A gun fight on Monday morning in a so-called security 'red zone' in neighboring Narathiwat province left one soldier and three suspected rebels dead, marring the start of the Muslim Eid festival.

"One soldier was killed at the scene, three gunmen were also killed -- a policeman was seriously injured," Narong Tongkhaw of Rueso Police told AFP.

Narong said the wounded policeman was a Muslim on his way back home to celebrate Eid -- the end of the Ramadan fasting season which began on Monday.

"They (the rebels) attack whenever they have a chance," said Narong. "They want to show that they still have influence -- they want to create unrest by killing the authorities."

Narathiwat is one of three southernmost Thai provinces bordering Malaysia afflicted by a decade-long insurgency.

More than 6,100 people have been killed in near-daily bombings and shootings in the Muslim-majority region since 2004.

Buddhists and Muslims alike fall victim to the shadowy insurgents, who target security forces, civilians and perceived representatives of state authority.

Many local Muslims accuse Thailand of widespread human rights abuses and riding roughshod over their Malay culture.

Several rounds of peace talks between some rebel groups and the Thai state have stalled amid wider political strife in Thailand, which annexed the so-called deep south more than a century ago.
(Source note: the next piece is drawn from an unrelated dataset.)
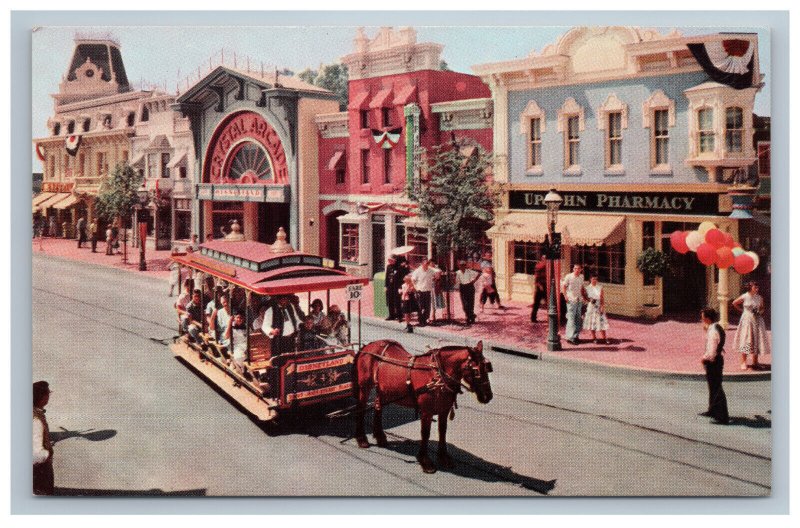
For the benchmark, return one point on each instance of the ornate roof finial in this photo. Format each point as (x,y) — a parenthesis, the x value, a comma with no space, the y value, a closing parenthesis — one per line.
(281,245)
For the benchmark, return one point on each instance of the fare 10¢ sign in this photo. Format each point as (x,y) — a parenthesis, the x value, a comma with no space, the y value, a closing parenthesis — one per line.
(354,292)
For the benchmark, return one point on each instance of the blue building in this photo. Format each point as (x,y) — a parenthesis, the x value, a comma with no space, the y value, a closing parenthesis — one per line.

Rebels demanded a level of autonomy during those talks, but authorities failed to respond and many of the main Thai negotiators have now been removed following the military seizure of power in May.

The latest deaths follow a car bomb on Friday outside a hotel in Yala province that killed three people and wounded more than 30 others, reviving fears that the insurgents are moving their bombing campaign to heavily populated areas.